[Paper] Phylogenetic Stochastic Mapping without Matrix Exponentiation

This is very kind of you, @nicolas_lartill, but we are not competent enough to do it on our own :slight_smile: Seriously though, Jan and I need to decide which platform to use for going forward with this. PhyloBayes was our first though, but we are afraid to mess with it without someone holding our hands.

I haven’t thought about local proposals, but my feeling, in line with @nicolas_lartill’s thoughts, is that even local rearrangements of phylogenies are better to be accompanied by global updates of the substitution history.

We could certainly think about it. The code of the old version of phylobayes is close to inextricable. On the other hand, the mpi version is a bit more rationalized (although still not totally compliant with current object-oriented programming practice), so it could be used as a possible environment.

in fact, once you realize that resampling V ~ p(V | W, tau) or discarding the V component while performing topological updates are mcmc-equivalent, as I mentioned above, and that the usual caching of conditional likelihoods at the nodes of the tree becomes available in the latter case, then all this means that you can resample the topology in a computationally efficient manner while integrating over all configurations of the V component.

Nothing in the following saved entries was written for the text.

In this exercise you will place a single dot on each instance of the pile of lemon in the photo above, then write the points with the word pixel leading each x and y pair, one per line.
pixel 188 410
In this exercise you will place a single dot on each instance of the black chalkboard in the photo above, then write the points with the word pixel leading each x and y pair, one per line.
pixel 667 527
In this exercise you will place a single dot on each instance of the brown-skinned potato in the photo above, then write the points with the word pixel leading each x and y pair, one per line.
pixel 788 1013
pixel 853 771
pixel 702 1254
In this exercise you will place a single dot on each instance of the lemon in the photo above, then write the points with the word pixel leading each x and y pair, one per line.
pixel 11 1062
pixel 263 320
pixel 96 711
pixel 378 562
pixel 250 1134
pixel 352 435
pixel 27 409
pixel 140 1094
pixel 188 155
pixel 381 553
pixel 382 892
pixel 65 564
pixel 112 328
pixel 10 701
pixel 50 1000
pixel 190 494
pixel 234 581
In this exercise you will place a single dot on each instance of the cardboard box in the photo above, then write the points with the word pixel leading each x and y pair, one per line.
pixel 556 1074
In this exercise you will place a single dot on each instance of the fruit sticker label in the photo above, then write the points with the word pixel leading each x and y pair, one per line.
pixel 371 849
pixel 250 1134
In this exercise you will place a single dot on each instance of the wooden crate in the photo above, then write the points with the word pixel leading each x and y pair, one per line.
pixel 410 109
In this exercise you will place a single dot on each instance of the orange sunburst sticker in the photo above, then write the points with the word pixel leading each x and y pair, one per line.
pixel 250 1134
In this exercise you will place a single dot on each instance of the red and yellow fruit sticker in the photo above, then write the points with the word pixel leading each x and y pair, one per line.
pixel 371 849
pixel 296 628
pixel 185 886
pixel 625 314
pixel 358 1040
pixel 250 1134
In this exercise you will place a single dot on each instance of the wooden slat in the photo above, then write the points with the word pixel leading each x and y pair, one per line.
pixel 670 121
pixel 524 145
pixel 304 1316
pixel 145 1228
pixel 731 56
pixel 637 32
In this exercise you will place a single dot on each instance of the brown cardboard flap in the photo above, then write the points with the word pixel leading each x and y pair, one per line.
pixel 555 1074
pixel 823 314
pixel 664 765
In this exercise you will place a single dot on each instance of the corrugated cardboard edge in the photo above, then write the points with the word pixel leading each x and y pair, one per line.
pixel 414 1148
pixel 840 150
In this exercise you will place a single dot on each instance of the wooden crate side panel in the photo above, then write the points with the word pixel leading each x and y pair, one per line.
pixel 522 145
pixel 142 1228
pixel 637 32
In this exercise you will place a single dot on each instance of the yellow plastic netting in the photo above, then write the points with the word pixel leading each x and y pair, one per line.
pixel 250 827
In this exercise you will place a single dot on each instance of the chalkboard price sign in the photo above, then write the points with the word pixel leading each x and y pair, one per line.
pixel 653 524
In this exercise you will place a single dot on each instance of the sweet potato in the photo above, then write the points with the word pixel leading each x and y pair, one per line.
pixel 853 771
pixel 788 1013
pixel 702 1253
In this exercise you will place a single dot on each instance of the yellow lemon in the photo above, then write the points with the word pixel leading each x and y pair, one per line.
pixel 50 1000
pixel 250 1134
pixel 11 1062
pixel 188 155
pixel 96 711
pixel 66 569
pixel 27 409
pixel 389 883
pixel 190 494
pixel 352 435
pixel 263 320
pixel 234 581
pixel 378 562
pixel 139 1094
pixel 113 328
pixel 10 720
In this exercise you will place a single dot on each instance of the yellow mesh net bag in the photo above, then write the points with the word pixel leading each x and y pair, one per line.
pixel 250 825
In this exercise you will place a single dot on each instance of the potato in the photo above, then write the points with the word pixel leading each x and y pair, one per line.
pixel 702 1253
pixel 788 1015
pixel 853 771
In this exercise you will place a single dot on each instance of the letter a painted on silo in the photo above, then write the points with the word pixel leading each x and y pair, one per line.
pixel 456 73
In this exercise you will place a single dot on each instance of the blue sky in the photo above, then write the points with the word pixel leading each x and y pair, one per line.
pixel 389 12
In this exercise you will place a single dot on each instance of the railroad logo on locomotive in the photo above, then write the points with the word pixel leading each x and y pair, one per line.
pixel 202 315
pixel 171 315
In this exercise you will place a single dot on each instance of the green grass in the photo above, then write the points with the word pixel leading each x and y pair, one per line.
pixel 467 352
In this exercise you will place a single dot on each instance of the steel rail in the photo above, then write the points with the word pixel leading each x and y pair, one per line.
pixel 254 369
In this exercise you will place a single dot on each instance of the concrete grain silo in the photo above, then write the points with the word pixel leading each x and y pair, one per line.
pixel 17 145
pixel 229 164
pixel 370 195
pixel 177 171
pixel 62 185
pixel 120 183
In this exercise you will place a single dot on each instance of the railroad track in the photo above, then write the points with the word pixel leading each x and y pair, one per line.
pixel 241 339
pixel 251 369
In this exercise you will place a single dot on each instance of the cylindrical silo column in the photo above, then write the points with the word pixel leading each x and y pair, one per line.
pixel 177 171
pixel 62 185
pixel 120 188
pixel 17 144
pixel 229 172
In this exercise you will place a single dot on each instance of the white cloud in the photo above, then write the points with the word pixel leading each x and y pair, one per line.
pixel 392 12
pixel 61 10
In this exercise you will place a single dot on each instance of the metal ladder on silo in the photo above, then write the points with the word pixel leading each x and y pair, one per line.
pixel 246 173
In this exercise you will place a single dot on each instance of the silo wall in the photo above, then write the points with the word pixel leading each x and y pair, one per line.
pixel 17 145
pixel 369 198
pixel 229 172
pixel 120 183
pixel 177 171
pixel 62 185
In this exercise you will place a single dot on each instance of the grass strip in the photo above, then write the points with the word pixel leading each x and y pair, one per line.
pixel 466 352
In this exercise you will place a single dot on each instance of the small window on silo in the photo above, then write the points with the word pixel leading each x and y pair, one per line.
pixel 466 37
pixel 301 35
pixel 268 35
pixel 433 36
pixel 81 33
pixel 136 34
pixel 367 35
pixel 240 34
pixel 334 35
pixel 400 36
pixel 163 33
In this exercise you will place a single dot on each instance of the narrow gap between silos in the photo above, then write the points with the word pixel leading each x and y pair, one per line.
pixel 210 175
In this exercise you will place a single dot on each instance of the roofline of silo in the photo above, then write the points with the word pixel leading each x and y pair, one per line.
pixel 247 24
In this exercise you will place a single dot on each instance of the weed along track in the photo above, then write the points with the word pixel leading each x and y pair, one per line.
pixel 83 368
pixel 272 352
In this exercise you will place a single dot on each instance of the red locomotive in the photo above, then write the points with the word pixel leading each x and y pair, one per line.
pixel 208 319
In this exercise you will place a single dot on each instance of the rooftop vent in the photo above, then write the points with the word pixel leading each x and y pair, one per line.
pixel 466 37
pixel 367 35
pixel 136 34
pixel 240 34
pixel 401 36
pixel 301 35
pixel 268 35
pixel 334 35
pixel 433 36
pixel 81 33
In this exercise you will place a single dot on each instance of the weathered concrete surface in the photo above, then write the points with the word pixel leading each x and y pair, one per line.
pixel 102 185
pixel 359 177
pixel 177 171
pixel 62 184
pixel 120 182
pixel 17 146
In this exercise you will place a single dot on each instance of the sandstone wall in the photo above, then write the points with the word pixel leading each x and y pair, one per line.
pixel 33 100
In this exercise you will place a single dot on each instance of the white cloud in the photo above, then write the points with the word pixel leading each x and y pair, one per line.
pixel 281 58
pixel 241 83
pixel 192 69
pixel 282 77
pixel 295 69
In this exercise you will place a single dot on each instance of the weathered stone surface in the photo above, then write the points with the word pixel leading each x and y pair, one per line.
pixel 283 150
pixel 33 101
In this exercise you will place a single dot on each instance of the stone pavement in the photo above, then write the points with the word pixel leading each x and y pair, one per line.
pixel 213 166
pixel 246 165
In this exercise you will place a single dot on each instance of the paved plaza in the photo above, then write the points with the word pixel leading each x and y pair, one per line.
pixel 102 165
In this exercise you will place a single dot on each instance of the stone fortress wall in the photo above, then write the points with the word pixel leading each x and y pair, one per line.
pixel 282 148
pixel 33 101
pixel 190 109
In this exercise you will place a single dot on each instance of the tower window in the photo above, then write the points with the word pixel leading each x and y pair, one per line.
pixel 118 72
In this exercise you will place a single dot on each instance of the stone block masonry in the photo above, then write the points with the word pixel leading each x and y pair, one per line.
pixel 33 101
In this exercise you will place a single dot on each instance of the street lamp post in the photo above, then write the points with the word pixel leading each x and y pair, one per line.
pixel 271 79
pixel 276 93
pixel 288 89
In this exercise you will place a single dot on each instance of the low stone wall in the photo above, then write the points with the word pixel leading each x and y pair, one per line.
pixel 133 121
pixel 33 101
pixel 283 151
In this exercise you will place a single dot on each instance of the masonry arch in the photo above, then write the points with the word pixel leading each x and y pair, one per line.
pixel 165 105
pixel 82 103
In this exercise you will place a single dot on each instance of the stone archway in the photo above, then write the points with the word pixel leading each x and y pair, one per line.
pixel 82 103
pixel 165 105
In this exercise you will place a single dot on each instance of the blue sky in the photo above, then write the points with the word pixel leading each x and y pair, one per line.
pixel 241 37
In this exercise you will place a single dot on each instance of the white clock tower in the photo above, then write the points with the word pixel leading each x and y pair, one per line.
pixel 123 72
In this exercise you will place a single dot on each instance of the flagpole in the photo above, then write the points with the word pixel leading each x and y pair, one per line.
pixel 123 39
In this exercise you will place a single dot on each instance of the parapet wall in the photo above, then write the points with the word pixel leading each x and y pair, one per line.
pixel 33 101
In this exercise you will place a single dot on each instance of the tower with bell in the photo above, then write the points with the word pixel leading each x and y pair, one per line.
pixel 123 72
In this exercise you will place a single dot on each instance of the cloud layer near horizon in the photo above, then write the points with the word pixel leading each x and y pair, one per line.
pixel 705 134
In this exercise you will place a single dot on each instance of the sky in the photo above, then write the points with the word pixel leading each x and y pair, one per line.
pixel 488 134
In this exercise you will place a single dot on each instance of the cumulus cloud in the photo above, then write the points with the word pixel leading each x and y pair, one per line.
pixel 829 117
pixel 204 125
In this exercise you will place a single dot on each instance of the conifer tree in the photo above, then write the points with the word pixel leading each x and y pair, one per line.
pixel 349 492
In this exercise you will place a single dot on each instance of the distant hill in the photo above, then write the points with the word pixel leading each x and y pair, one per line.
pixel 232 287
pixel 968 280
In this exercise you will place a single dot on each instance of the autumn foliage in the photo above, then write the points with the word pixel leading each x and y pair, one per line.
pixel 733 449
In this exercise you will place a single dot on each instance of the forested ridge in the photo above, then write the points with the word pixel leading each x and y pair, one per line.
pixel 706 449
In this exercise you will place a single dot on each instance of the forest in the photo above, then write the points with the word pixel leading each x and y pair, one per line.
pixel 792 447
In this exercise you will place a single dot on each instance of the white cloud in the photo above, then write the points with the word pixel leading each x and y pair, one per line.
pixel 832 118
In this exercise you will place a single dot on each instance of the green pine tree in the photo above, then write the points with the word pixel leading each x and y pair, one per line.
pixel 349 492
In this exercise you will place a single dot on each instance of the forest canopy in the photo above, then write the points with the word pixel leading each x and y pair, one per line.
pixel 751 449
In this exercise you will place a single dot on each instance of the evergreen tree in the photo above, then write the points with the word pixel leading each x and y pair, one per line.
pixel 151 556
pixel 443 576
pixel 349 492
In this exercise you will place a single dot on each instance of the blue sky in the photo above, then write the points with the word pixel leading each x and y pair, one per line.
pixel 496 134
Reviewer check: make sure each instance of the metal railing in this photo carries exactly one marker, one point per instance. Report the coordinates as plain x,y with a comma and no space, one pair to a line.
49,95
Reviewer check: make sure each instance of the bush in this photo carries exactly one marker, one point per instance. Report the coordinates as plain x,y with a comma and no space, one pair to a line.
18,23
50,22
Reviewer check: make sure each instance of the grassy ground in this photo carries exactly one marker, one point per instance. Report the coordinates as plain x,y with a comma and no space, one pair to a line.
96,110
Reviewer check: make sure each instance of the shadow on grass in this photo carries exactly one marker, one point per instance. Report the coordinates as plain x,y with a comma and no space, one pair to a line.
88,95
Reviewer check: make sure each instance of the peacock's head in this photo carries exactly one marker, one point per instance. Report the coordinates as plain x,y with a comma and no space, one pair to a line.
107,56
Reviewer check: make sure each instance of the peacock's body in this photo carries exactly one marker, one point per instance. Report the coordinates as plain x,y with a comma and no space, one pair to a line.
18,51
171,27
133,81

I moved 3 posts to an existing topic: Matrix strategies to avoid rate matrix exponentiation

This is good to know, @nicolas_lartill. I didn’t know about the mpi version of PhyloBayes is so different from the old version.

@mlandis, you mentioned that you plan to work on this using RevBayes as a platform – any thoughts on PhyloBayes vs RevBayes as a platform for moving forward? We wouldn’t want to steal your thunder, but would be happy to help of course. There are plenty of projects to go around in terms of ejecting matrix exponentiation/diagonalization from various phylogenetic models.

I get you point, @nicolas_lartill – clever! Although this is all conditional on the number and locations of real and virtual jumps – I don’t have a sense of how frequently they would have to be updated, but you are probably right in that one does not have to update W immediately following a topology update.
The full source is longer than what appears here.